I also think that in this broader perspective that takes us back to the 1930s, we can make the case that we are also carrying forward the spirit of critique and analysis of a generation ago, pertinent to the social responsibility of science in our own. It was this quest that scientists in 1937 too formulated, under for them specific historical circumstances, when they set up the Committee on Science and its Social Relations (CSSR) under the International Council of Scientific Unions (ICSU). At that time it was physicists, biologists, astronomers, geoscientists, and some chemists, and they complained of the lack of social scientists to participate in their critique of science and/in society. Granted they only focused on the one way relationship of the impact of science on society, and not the reverse relationship of societal shapings of science, even in its cognitive character. Granted too, therefore, that in retrospect their generation to us appears as rather scientistic. This assessment also goes for both Bernal and Needham, and it is confirmed by a look at the approach of the parallel body with overlapping membership with the CSSR. I am thinking of the international organisation set up in 1947, the Commission on the Social Relations of Science Science (CSRS), within the International Union of History of Science which was also created in 1947 (under ICSU - later IUHS became IUHPS, International Union for the History and Philosophy of Science (IUHPS).

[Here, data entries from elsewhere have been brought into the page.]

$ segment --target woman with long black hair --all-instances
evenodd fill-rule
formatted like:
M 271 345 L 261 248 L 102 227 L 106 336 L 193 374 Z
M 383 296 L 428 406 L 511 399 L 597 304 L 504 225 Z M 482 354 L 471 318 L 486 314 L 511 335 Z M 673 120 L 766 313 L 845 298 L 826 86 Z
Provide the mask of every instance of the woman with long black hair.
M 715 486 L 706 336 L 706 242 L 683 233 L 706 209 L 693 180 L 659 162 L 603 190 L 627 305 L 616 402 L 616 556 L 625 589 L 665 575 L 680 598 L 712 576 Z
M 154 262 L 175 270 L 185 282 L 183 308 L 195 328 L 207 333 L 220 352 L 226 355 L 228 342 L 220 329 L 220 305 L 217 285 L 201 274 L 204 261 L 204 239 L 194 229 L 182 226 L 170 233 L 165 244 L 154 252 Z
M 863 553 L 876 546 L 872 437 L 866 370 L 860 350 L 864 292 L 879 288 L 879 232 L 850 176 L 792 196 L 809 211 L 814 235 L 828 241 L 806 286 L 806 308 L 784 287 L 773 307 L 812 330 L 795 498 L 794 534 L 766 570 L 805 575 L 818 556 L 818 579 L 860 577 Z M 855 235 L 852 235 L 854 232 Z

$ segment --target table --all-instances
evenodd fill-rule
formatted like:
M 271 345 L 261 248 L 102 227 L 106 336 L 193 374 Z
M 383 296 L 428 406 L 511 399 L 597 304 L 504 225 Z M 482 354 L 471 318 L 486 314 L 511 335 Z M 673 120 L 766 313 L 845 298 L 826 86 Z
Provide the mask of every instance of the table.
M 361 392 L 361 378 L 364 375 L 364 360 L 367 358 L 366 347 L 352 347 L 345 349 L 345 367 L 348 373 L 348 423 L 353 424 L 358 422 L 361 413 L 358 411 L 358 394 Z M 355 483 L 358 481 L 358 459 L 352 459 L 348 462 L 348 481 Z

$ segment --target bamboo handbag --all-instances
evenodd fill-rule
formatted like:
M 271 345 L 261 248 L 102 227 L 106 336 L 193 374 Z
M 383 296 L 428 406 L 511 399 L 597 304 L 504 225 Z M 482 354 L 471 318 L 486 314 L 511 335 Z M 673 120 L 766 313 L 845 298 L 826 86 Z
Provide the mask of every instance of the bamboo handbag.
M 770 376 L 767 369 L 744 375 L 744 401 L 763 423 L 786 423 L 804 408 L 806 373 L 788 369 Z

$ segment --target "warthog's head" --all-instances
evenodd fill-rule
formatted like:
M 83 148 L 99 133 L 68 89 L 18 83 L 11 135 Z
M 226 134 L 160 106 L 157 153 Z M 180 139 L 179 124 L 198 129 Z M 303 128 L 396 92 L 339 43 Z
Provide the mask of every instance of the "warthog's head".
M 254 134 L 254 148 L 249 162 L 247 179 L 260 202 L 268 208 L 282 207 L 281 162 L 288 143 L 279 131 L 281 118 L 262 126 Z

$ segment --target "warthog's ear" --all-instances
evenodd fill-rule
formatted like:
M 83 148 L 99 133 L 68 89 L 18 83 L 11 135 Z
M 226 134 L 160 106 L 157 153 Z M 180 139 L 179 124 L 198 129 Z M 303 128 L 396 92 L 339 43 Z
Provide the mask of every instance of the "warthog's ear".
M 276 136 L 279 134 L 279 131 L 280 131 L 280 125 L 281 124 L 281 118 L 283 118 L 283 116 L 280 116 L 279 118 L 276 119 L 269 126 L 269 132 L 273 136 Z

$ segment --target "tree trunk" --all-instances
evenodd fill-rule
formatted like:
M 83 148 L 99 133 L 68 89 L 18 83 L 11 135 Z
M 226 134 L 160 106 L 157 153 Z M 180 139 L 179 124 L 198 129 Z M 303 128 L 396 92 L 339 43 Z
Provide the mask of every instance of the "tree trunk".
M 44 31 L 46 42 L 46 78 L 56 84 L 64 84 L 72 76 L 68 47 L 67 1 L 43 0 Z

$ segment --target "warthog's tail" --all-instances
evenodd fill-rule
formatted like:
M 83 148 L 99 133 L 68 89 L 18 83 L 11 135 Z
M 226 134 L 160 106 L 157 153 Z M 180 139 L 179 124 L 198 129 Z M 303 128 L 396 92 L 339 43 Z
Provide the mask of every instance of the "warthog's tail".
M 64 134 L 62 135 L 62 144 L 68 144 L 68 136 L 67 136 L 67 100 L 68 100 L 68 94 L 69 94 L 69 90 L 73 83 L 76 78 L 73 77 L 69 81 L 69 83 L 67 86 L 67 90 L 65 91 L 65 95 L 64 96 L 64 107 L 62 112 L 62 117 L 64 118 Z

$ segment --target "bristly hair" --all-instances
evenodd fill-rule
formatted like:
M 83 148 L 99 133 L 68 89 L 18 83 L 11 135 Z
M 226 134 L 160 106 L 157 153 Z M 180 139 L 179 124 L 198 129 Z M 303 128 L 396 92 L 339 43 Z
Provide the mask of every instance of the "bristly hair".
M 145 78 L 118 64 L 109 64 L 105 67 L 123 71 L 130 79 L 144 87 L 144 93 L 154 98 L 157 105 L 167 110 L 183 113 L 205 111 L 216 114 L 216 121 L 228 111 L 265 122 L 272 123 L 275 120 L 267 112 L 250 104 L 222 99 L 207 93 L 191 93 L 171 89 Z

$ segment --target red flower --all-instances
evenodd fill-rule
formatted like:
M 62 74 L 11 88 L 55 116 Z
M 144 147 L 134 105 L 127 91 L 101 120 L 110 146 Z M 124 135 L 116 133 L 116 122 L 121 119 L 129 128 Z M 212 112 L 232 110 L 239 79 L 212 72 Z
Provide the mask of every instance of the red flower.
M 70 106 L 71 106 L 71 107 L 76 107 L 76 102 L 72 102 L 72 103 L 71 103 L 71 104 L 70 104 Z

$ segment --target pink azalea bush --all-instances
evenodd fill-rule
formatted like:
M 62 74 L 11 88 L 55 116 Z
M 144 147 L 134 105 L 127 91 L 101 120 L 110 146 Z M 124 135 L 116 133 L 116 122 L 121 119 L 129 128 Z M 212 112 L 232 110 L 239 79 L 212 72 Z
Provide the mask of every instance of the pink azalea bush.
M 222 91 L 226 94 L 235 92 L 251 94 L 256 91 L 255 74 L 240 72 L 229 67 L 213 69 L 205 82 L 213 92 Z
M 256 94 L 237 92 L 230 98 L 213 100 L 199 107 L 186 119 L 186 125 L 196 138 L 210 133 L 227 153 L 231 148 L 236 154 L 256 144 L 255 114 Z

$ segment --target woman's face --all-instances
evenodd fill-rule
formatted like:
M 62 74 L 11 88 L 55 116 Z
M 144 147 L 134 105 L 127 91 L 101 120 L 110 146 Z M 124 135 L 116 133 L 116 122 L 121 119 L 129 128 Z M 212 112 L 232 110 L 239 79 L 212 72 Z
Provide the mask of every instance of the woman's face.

At the outset CSSR too was fired by an `externalist’ radicality in its view on the science question in society. With the advent of Cold War politics this appears to have ebbed out - some of this can be seen by reading through the annals of the offshoot journal “Impact (of Science on Society)” published by Unesco. However, and this is the point here in the present context, the scientism cultivated by the animateurs of CSSR was not narrowly celebratory of science as is the case with our present day natural scientist instigators of the so-called Science Wars. These latter day luminaries, as David Edge has convincingly shown, do not even have the courtesy to apply the same rules of argument and evidencing they use in their own domain when for some strange reason they feel compelled to declare battle with people in STS. I am sure the scientists in CSSR and CSRS in the 1930s and 40s respectively, fired by an acute sense of social responsibility, would have no difficulty understanding what our mission in STS today is about, and be sympathetic.